The View from the Other Side
The articles mourning the loss of all these languages generally consider the situation from the majority standpoint, trying to project impact on linguistics, anthropology, cognitive science, sociology, history, and on the vast abstraction of the global community we all belong to. However, few really explore the view from the other side, that of the native speaker and the finite reality of their local community.

Consider being a member of a language community of 30—the size of a grade-school class. Or 11, enough for a soccer team. Or 3, the barest love triangle. Or 2, an endless dialog. Imagine being one of the few guardians of something as intricate as a language, how stunning would seem its fragility. If the broad idea of cultural history is too vague to elicit much empathy, think of losing your personal language, the one you swear in, the one you swear love in, the one you dream in, the one that fills in the melodies you sing absentmindedly to yourself while running errands or folding laundry with words. Feel the breeze as your way of seeing and being in the world rises off your skin like cool water and loses itself in the air.

Then appreciate for an instant the expansive—the practically speaking infinite—body of documents and recordings in the ten languages that together are native to approximately 3 billion people: Mandarin, English, Hindustani, Spanish, Russian, Arabic, Bengali, Portuguese, Malay-Indonesian, French. All the thought, all the thriving and struggling that takes place in these tongues in the space of a single day would take several lifetimes to conceive of. These languages are institutions; they are monuments.

Paris Nightmare
Long ago, on a Paris metro, I nightmared falling out of who I was. A few feet away from me, a couple sat speaking English of which I could not understand a word. Waves poured in around the sandbar of French I had found to stand on, separating me from understanding’s soft shore. Like sand, I thought, fluency seems stable but is not. I spent several minutes in a state of semi-panic before realizing the couple was speaking Dutch; the tides receded.

For a long time, I considered this vision to be a raucous fantasy, a dark flirtation with the impossible. How could you lose your native tongue? Even if your actual tongue fell right out of your mouth, don’t you practice every minute of every day by unwinding an internal monologue that, laid end to end, would reach the moon? And then I read this, from an article by Daniel Everett, a professor of linguistics at Illinois State University. It describes the Oro Win, a people from the Brazilian Amazon enslaved by Portuguese rubber traders until a half-century ago when the several dozen survivors escaped and went to live with another Amazonian people, the Wari’, who speak a different but related language.

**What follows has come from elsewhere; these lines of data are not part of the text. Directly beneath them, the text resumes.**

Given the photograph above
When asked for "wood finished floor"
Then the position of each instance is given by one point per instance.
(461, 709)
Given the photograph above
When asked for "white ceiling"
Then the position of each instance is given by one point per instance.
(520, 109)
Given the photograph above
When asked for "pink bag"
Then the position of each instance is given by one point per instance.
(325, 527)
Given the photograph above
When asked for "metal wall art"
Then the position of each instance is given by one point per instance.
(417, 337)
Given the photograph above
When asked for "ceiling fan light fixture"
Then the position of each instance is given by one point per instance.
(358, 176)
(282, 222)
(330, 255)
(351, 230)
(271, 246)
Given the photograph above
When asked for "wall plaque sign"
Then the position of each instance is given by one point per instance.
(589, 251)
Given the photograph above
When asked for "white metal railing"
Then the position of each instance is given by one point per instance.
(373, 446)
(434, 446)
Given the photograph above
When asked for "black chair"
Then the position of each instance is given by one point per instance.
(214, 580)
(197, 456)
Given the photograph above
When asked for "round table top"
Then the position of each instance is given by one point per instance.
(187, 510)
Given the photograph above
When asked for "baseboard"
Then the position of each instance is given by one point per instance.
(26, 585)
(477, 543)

I also noticed that the Oro Win had forgotten much of their language, since their circumstances over the years had forced them to rely on Portuguese and Wari', rather than Oro Win, in order to survive. Yet they speak neither of these foreign languages well. The five remaining speakers of Oro Win now find that they are not only unable to fully recall their own language, they are unable to speak any other language as native speakers.”

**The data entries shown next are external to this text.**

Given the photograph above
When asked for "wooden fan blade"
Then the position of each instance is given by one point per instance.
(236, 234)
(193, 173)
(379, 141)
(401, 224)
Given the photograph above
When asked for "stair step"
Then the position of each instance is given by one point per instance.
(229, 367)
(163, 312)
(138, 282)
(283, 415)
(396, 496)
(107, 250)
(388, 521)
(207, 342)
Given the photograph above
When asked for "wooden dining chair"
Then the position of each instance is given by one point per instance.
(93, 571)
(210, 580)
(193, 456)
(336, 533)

One aspect of the definition of an endangered language (in addition to the number of speakers, their average age, and the percentage of youth who learn the language) is that there are no more monolingual speakers, i.e., no one who speaks only Oro-Win. It would be practically impossible for most people to survive unable to communicate with the larger dominant community—one of the reasons why some languages disappear is that they cease to be useful tools in things like finding employment or engaging in trade (sometimes minority languages are banned by a more powerful majority; that is another matter entirely). However, just because you can communicate in another language doesn’t mean you are fluent, and for the Oro Win, it’s not the nightmare of falling through the looking glass but that of getting trapped between the mirror and its silver backing that has become a reality.